It was nice to see the swirling waters, and the rain, having washed away the dust, had made the greens more vivid.


Even more important there was a new set of wildflower varieties along the red trail.


The trails were still there but some required special “navigation”.

Just follow the red trail marks.


I spent about an hour last Sunday morning on the trails along Sharp’s Run at Medford Leas, enjoying seeing the awakening of plants and trees.  It’s nice to see the feathery foliage emerging on the trees but our lack of rain shows in the shallow Sharp’s Run.

Here’s a Redbud.  It wasn’t on the trails; it’s along the walk in front of the Estaugh Building but it was too pretty against a cloud pattern of branches to be left out.


Back on the Red Trail here’s a crab apple that I photographed last week and, below, the same branch last Sunday.  This is the trail where I watch a local walk her several exhuberant Jack Russell terriers and her collie most mornings.  Last month one morning I watched five deer move smartly down this trail, and last week a Red Fox crossed my grass and headed for the trail.

The Red Trail Crabapple (see above) a week later.

There are lots of wildflowers happy to be here along the Yellow Trail.  Here are two for whose names I’m in debt to Maggie Heineman.

Spring Beauty

Spring Cress Cardamine Bulbosa


There are about five miles of woodland trails on our 165+ acre campus and I thought I’d better get started.  Saturday was a beautiful day so I tried a one mile section.  I flushed three white tail deer and encountered squishy reminders that there is an adjacent flood plain.

Sharp’s Run borders the south edge of the campus on its way to the southwest branch of Rancocas Creek.  During last week’s rain the Run had risen enough to flood the entrance from Route 70, closing it  for a while.  The bridge above was undoubtedly under water.

For part of the trail I found myself on a steep-sided  embankment well above the flood plain.  Well, says the railroader, this is not a natural formation;  there must have been a railroad through here.  Sure enough, the 5.95 mile Mount Holly, Lumberton, and Medford Railroad served these communities and interchanged at Medford with the Camden and Atlantic (City) Railroad, ca 1870. 

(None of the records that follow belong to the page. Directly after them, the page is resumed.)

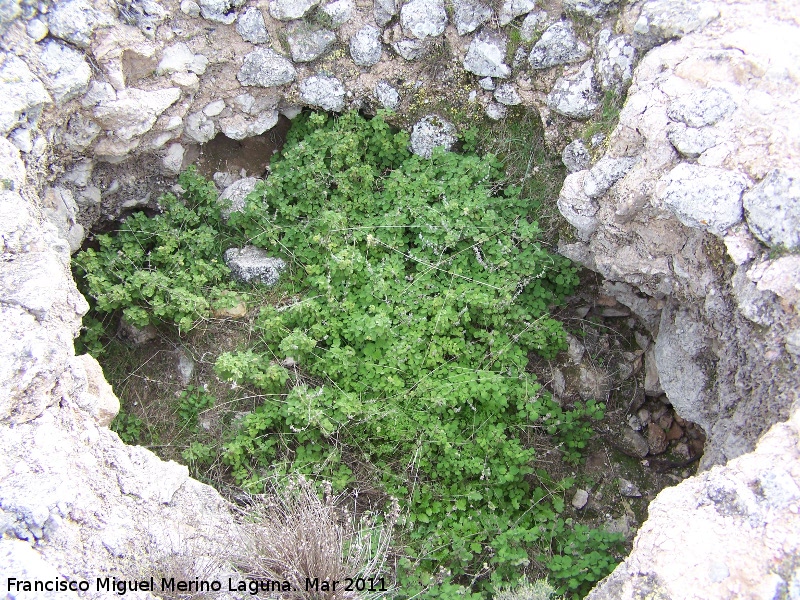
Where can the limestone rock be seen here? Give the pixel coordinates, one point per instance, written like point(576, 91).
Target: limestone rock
point(199, 127)
point(9, 11)
point(67, 72)
point(173, 158)
point(423, 18)
point(339, 12)
point(384, 11)
point(507, 94)
point(575, 156)
point(580, 499)
point(575, 96)
point(323, 91)
point(703, 197)
point(411, 49)
point(251, 26)
point(22, 94)
point(75, 22)
point(664, 20)
point(387, 96)
point(264, 67)
point(487, 84)
point(430, 132)
point(613, 61)
point(703, 107)
point(178, 58)
point(37, 29)
point(365, 46)
point(533, 24)
point(468, 15)
point(307, 45)
point(496, 112)
point(590, 8)
point(239, 127)
point(558, 46)
point(605, 173)
point(253, 265)
point(772, 209)
point(511, 9)
point(133, 111)
point(233, 197)
point(628, 489)
point(59, 208)
point(99, 399)
point(286, 10)
point(576, 207)
point(486, 54)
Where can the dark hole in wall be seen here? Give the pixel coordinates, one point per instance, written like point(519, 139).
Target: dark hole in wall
point(231, 156)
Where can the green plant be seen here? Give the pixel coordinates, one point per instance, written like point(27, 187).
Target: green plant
point(128, 427)
point(164, 268)
point(405, 361)
point(525, 590)
point(192, 401)
point(583, 558)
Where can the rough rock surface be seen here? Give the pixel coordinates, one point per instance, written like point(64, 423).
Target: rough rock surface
point(307, 45)
point(468, 15)
point(577, 95)
point(423, 18)
point(486, 56)
point(365, 46)
point(251, 264)
point(233, 197)
point(558, 45)
point(266, 68)
point(324, 92)
point(430, 132)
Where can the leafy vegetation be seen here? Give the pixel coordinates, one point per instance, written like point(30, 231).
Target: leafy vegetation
point(402, 367)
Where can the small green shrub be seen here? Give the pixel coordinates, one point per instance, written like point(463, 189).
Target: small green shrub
point(128, 427)
point(193, 400)
point(166, 268)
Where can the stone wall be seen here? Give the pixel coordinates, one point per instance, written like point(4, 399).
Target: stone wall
point(689, 210)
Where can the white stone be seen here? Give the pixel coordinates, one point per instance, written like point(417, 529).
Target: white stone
point(387, 95)
point(704, 197)
point(339, 12)
point(287, 10)
point(134, 111)
point(365, 46)
point(212, 109)
point(575, 96)
point(486, 55)
point(558, 45)
point(264, 67)
point(507, 94)
point(430, 132)
point(68, 73)
point(468, 15)
point(511, 9)
point(22, 94)
point(173, 158)
point(772, 209)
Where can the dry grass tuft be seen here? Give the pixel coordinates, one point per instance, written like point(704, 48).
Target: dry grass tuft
point(294, 535)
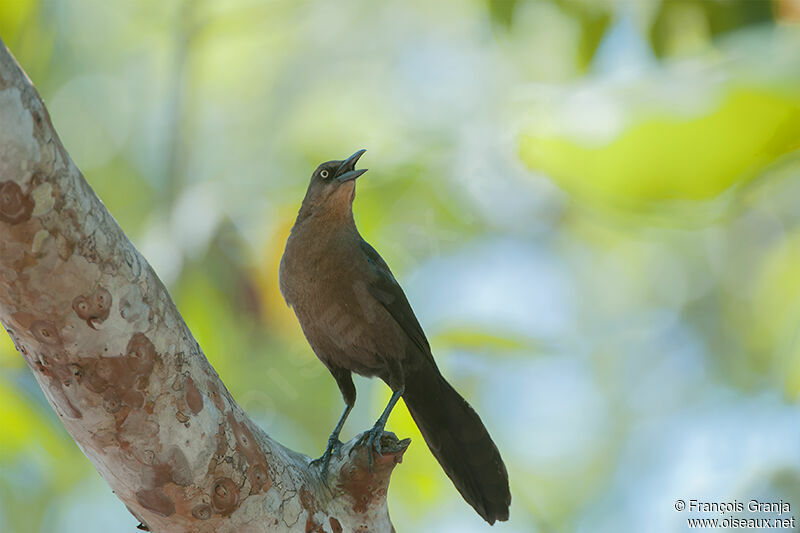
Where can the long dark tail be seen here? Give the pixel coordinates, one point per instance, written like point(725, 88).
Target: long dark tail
point(460, 442)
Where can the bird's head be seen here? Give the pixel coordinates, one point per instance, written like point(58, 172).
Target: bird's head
point(333, 184)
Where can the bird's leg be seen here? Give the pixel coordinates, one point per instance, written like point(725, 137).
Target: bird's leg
point(333, 443)
point(373, 436)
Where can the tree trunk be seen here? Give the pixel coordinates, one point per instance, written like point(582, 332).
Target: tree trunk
point(123, 372)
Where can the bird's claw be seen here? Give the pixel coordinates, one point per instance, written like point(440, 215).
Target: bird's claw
point(372, 440)
point(334, 445)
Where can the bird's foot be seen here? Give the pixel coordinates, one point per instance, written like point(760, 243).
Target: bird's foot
point(334, 445)
point(372, 440)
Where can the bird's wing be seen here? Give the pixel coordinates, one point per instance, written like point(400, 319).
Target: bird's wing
point(387, 291)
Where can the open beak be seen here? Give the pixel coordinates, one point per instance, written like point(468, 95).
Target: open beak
point(347, 171)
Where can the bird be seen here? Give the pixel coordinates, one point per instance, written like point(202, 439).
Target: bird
point(356, 318)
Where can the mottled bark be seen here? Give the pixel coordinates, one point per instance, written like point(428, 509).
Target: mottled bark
point(124, 374)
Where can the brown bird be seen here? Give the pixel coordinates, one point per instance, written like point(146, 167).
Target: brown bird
point(357, 319)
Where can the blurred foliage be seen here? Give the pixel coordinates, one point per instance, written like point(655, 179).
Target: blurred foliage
point(592, 206)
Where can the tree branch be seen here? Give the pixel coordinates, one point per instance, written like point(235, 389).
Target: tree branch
point(123, 372)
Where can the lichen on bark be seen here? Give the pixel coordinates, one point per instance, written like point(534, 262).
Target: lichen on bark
point(124, 374)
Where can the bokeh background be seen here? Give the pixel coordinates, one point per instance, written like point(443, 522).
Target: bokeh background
point(593, 206)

Anyway, the leaves above are one of the few spots of color remaining in the woods as we enter the unsaturated gray-brown, bare branch season. But, returning on a campus paved road there was an attractive colorful planting of winter pansies in front of drying grass plumes. 

The unusual black-stemmed plant is a night-blooming globus electricus.


And a campus cluster of red berry provided a bright spot.